Ouvrant son intervention, le Ministre a tenu à remercier la République du Tchad et la Banque mondiale pour l’organisation de cette rencontre consacrée à une problématique qu’il a qualifiée de prioritaire pour le Cameroun. Il a dressé un état des lieux sans détour : si le pays dispose d’abondantes ressources en eau, leur répartition demeure inégale et de nombreux Camerounais rencontrent encore des difficultés d’accès à l’eau potable.
Le membre du Gouvernement a souligné que ces disparités se manifestent aussi bien entre les villes et les campagnes qu’entre les différentes régions du pays. Cette situation, a-t-il expliqué, affecte directement la qualité de vie des populations, mais aussi les performances de secteurs essentiels comme l’agriculture, l’élevage et l’industrie.
L’eau, vecteur de croissance économique
« Nous voulons faire de l’eau un vecteur de croissance », a déclaré Gaston Eloundou Essomba devant l’assemblée. Selon lui, dans plusieurs régions du Cameroun, les faibles rendements agricoles s’expliquent par l’absence d’infrastructures permettant de stocker et de valoriser une ressource pourtant abondante pendant la saison des pluies. Dans les zones sahéliennes, le manque d’eau entraîne également d’importantes pertes de bétail pendant la saison sèche.

Le Ministre a également rappelé que cette problématique touche le secteur énergétique. L’hydroélectricité représentant près de 80 % du mix énergétique du Cameroun, la baisse des débits observée sur certains barrages réduit significativement leur capacité de production, avec des conséquences directes sur l’approvisionnement des ménages et le développement industriel.
Le Compact Eau, feuille de route du Gouvernement
Pour répondre durablement à ces défis, le Gouvernement camerounais a élaboré un Compact Eau, désormais validé, qui constitue la feuille de route nationale en matière de sécurité de l’eau. Ce document rassemble les engagements du Cameroun et un plan d’action structuré autour de plusieurs piliers stratégiques, complétés par un volet spécifique consacré à la gouvernance du secteur.

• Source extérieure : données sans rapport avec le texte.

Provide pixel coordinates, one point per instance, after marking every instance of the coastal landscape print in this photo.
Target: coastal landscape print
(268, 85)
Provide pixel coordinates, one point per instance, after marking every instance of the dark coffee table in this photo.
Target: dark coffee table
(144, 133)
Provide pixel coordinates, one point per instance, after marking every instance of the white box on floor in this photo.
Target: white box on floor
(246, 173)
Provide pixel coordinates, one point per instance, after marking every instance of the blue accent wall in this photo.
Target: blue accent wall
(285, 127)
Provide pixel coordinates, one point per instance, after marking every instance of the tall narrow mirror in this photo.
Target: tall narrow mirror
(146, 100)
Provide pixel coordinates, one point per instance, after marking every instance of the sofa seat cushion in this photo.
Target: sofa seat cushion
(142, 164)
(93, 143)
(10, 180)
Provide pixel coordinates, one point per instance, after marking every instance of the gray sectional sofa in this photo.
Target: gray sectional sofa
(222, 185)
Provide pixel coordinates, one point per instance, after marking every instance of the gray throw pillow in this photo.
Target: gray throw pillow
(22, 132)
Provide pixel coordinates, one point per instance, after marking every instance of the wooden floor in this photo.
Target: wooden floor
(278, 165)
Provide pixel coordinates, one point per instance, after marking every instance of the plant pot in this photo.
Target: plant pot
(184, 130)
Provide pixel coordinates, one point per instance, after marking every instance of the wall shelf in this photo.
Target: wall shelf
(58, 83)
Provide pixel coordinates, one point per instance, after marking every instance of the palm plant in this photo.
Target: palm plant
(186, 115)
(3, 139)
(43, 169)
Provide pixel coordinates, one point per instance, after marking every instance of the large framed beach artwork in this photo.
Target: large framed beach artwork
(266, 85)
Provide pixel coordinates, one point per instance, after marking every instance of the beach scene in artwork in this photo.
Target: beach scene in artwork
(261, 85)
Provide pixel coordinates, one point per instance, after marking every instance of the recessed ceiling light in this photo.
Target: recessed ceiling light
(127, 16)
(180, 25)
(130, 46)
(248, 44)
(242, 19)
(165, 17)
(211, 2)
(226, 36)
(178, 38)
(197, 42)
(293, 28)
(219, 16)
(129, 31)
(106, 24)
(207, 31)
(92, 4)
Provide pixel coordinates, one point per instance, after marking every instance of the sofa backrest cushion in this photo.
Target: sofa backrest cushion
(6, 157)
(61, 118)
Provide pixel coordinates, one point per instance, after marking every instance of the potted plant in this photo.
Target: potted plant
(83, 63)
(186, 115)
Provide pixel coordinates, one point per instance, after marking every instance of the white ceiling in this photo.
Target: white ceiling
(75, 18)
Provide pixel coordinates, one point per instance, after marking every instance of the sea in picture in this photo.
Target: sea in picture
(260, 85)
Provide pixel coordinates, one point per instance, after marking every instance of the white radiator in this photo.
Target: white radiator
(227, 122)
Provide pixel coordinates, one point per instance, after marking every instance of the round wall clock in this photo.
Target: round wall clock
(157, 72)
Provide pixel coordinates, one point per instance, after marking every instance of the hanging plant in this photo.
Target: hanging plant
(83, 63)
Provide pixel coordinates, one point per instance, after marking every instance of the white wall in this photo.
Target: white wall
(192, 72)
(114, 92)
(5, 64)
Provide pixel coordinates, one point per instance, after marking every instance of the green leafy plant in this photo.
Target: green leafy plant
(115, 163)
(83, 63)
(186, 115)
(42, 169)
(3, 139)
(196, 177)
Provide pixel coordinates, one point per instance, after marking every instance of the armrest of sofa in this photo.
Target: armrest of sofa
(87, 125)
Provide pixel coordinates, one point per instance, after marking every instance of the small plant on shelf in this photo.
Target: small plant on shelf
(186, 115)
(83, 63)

Le Ministre a reconnu que l’amélioration de la gouvernance constitue un enjeu majeur, notamment au regard des performances actuelles du concessionnaire public chargé de la production et de la distribution de l’eau potable. C’est pourquoi le Compact prévoit des réformes destinées à renforcer l’efficacité des services et à améliorer durablement les performances du secteur.
Un appel à la mobilisation des partenaires
Le coût global de cette stratégie est estimé à près de 4 milliards de dollars américains. À ce jour, environ 30 % des financements sont déjà mobilisés, tandis que des discussions sont en cours pour sécuriser une nouvelle tranche équivalente. Le Cameroun sollicite ainsi l’appui de ses partenaires afin de combler le déficit de financement restant.
Le Ministre a salué l’accompagnement déjà apporté par la Banque mondiale et la Banque africaine de développement, notamment à travers le Projet de Sécurité de l’Eau au Cameroun (SEWASH). Ce programme prévoit la réalisation d’une centaine de mini-adductions d’eau potable dans les régions sahéliennes, tout en soutenant les réformes engagées pour améliorer la gouvernance du secteur.
En conclusion, Gaston Eloundou Essomba a lancé un appel à une mobilisation renforcée de l’ensemble des partenaires techniques et financiers. Pour le Gouvernement camerounais, la réussite du Compact Eau est indispensable pour faire de l’eau un véritable moteur de croissance économique, renforcer la résilience face aux changements climatiques et garantir un accès universel, durable et équitable à l’eau potable sur toute l’étendue du territoire national.